While trying to implement a long planned feature, an ad block in Angelfish, the Plasma Mobile webbrowser, I was looking for a mostly complete and performant library that provides this functionality.

First I found libadblockplus, which is a C++ library providing the AdblockPlus core functionality. Sounds great, right? Well, not quite. It includes it’s own v8 java script engine, and since we are talking about a webbrowser with a QML interface here, including a third java script engine and a second copy of v8 was absolutely not an option. Even if this wasn’t a webbrowser, running a java script engine as implementation detail of a library is at least … problematic.

The other option I found is adblock-rust, which is the built-in ad block of the Brave browser. As the name tells, it is written in Rust, and I was originally looking for a C++ library. But it turned out this was not much of a problem, since Rust features excellent C interoperability, just like C++. Based on this common ground, bindings can be created to use Rust code from C++ (and the other way around if needed).

Approach 1

My first approach was to use raw ffi. That means essentially building a C API featuring the typical C primitive types in rust, and telling the rust compiler to represent structs in memory the same way that C would do. Thanks to cbindgen, which automatically generates a header file with the information for the C compiler to know which fields a struct has and were they are, we directly get something we can include in our C++ project.

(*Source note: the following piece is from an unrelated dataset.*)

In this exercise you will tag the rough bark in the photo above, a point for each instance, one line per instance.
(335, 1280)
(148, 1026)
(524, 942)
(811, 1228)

The rust build system cargo is capable of running custom code at build time, and we can use that to run cbindgen on our rust code, by adding a file named build.rs:

extern crate cbindgen;

use std::env;

fn main() {
    let crate_dir = env::var("CARGO_MANIFEST_DIR").unwrap();

    cbindgen::generate(&crate_dir)
        .unwrap()
        .write_to_file("bindings.h");
}

Our core data structure for the ad block looks like this:

#[repr(C)]
pub struct Adblock {
    blocker: *mut Engine,
}

It stores a pointer to the rust Engine type in a C compatible struct. The struct can not be created directly from C / C++, since we don’t know anything about the Engine type there.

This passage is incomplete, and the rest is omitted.